El corruptible: la delegación del poder como puerta de entrada
El corruptible es quien, al recibir poder delegado por la ciudadanía, se convierte en objetivo de influencia. La democracia liberal se basa en la representación: unos pocos deciden en nombre de muchos (tanto en el Parlamento como en los Partidos que «articulan» la opinión ciudadana). Esta concentración crea las condiciones ideales para la corrupción.
No se trata de que el corruptible sea inevitablemente inmoral, sino de que el diseño institucional lo pone en una posición vulnerable: poder concentrado, controles difusos e impunidad frecuente.
La solución no es solo castigar al corrupto, sino revisar la propia lógica de representación que permite estas desviaciones. La delegación sin participación activa y sin fiscalización real desde abajo es el terreno fértil donde germina la corrupción.

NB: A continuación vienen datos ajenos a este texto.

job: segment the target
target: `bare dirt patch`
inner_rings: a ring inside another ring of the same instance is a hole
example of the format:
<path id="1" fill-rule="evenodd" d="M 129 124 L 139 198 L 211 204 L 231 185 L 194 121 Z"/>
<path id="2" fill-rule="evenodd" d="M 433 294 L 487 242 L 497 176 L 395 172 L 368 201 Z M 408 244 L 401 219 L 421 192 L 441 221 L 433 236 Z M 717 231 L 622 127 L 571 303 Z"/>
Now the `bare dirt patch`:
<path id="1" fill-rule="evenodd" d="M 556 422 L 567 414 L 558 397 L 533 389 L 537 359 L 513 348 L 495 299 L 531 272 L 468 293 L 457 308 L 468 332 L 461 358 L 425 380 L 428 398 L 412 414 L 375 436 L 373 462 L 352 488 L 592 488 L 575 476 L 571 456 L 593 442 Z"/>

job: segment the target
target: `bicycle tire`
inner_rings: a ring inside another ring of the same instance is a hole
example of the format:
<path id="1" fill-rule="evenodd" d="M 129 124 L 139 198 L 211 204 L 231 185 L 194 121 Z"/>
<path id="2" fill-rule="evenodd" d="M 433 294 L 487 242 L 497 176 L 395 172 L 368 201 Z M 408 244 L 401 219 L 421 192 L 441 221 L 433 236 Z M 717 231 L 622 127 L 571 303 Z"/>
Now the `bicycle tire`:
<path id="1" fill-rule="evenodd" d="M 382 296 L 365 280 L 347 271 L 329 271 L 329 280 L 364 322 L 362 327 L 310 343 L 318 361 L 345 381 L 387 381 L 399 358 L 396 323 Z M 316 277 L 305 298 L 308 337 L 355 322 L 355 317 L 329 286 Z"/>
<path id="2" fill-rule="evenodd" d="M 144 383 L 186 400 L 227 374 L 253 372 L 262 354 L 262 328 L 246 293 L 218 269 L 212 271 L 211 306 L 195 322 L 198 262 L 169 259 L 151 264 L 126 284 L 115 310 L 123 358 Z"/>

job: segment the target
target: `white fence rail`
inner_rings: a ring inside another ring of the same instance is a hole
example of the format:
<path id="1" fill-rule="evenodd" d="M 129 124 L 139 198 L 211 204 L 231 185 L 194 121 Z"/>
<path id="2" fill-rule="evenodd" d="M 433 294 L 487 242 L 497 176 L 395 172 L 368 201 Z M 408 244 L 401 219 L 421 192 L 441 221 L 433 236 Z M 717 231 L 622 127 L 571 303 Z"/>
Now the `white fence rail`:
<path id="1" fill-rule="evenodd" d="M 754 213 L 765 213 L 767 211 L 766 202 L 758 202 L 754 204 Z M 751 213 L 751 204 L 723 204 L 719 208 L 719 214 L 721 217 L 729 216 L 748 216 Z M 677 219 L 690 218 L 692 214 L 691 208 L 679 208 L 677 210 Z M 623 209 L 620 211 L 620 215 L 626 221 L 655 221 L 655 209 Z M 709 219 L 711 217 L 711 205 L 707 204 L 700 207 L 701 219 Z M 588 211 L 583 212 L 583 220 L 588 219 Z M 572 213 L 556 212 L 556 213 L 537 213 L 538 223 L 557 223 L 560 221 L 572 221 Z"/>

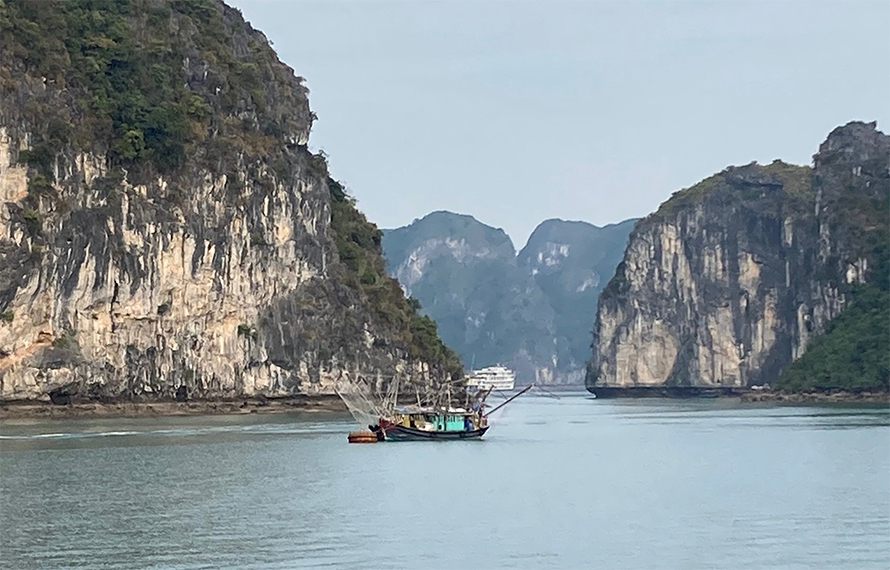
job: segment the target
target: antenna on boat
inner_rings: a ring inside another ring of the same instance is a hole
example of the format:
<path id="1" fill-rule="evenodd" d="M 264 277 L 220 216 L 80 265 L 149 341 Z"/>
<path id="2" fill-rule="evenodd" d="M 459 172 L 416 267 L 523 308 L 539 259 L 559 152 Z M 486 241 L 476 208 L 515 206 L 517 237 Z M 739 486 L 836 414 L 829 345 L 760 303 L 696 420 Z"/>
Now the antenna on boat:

La profesionalización de la política: el olvido del deber
El tercer pilar que refuerza la corrupción es la profesionalización de la política. En lugar de ser una función rotativa y temporal, la representación política se convierte en una carrera: un oficio, una vocación de larga duración, con escalafones, clientelas y fidelidades internas.
Esto genera varias consecuencias:
- Aislamiento de los representantes respecto a las bases populares.

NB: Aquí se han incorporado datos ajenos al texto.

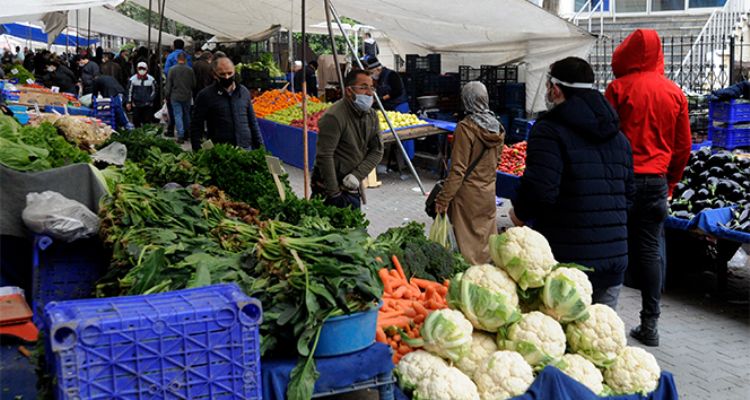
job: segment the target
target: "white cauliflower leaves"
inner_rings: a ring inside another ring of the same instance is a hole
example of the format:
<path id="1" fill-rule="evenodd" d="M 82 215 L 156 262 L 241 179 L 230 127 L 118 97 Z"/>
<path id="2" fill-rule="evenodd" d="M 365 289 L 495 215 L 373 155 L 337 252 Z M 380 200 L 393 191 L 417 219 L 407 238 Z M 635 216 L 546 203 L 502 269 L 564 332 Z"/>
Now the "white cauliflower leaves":
<path id="1" fill-rule="evenodd" d="M 534 382 L 531 366 L 514 351 L 498 351 L 474 374 L 482 400 L 505 400 L 526 392 Z"/>
<path id="2" fill-rule="evenodd" d="M 565 354 L 565 332 L 553 318 L 532 311 L 498 334 L 498 347 L 519 352 L 534 367 L 543 367 Z"/>
<path id="3" fill-rule="evenodd" d="M 596 366 L 578 354 L 566 354 L 558 363 L 560 370 L 591 389 L 597 395 L 604 391 L 604 377 Z"/>
<path id="4" fill-rule="evenodd" d="M 492 353 L 496 352 L 497 343 L 495 337 L 484 332 L 477 332 L 471 335 L 471 348 L 466 356 L 456 363 L 456 367 L 470 378 L 474 377 L 474 372 L 482 365 Z"/>
<path id="5" fill-rule="evenodd" d="M 659 386 L 661 369 L 656 358 L 639 347 L 625 347 L 604 370 L 604 380 L 616 394 L 646 395 Z"/>
<path id="6" fill-rule="evenodd" d="M 544 286 L 544 278 L 557 264 L 547 239 L 525 226 L 492 235 L 490 255 L 522 290 Z"/>
<path id="7" fill-rule="evenodd" d="M 589 317 L 568 325 L 570 348 L 596 366 L 607 368 L 627 344 L 625 324 L 615 310 L 603 304 L 588 309 Z"/>

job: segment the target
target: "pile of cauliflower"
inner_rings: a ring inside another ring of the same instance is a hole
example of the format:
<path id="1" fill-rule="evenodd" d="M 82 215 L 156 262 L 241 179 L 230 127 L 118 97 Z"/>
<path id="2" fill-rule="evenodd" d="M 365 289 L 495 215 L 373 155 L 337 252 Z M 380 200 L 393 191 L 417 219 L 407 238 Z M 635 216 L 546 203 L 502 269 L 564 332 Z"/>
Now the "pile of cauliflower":
<path id="1" fill-rule="evenodd" d="M 654 356 L 627 346 L 617 313 L 591 304 L 586 274 L 558 264 L 541 234 L 508 229 L 492 236 L 490 252 L 495 265 L 454 277 L 451 309 L 427 317 L 422 339 L 409 342 L 424 350 L 396 366 L 400 387 L 414 399 L 515 397 L 548 365 L 597 395 L 656 390 Z"/>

- Prioridad por conservar el cargo más que por transformar la realidad.
- Redes de favores y alianzas internas que blindan la rendición de cuentas.
La política deja de ser el arte de organizar la vida colectiva para convertirse en una burocracia autorreferencial. En ese ecosistema cerrado, la corrupción no solo es posible: es funcional.

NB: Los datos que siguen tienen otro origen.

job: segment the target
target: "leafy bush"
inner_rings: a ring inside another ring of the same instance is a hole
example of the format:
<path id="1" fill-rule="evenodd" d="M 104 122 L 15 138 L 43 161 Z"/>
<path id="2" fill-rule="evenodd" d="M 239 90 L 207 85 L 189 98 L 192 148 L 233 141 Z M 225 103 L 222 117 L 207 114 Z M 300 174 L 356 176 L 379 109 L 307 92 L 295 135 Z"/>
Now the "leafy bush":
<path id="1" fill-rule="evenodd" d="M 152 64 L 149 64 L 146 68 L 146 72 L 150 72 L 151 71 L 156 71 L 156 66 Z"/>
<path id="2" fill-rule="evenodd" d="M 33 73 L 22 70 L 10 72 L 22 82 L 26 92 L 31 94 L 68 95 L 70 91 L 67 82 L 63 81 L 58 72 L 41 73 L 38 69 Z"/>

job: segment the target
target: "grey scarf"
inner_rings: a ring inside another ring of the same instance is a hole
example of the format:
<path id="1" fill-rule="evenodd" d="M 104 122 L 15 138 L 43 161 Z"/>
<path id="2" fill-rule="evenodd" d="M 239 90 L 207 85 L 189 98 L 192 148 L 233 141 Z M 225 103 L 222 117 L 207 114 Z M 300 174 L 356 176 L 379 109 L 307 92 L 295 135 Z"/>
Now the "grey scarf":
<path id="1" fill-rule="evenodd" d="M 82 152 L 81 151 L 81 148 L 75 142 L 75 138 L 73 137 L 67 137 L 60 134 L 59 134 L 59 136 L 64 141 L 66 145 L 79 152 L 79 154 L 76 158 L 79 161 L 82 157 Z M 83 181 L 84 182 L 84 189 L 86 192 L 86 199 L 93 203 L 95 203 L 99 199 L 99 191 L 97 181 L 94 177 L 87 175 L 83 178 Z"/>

Romper el triángulo de la corrupción
La corrupción no es un problema ético individual, sino un efecto estructural de un sistema que combina:
- Acumulación privada de riqueza (corruptor).
- Concentración delegada de poder (corruptible).
- Carreras políticas permanentes (profesionalización).
Por eso, las soluciones reales no pueden ser solo punitivas ni superficiales.
- Debemos democratizar la economía, impidiendo la acumulación de excedente privado que se convierte en poder político.
- Debemos democratizar el poder, superando la representación delegada por formas participativas, rotativas y revocables.
- Debemos desprofesionalizar la política, devolviéndola a las manos de las comunidades y los trabajadores.
Una vía concreta para esto es que las empresas estratégicas sean gestionadas por el Estado a través de sus propios trabajadores organizados, con auditorías abiertas a la ciudadanía beneficiaria de sus trabajos concretos. Esto impediría el ingreso de capitales privados en la decisión política y dificultaría los acuerdos corruptos entre elites económicas y políticas.
El poder popular como antídoto estructural
La corrupción no se soluciona con códigos penales, de ser así no existiría el problema, sino con una revolución democrática. Solo cuando la riqueza sea colectiva, el poder revocable y la política una función comunitaria y no una carrera personal, podremos hablar de una sociedad libre de corrupción estructural.
Hasta entonces, la corrupción seguirá siendo una función interna del capitalismo representativo. Y por eso, luchar contra la corrupción es luchar contra el capitalismo mismo.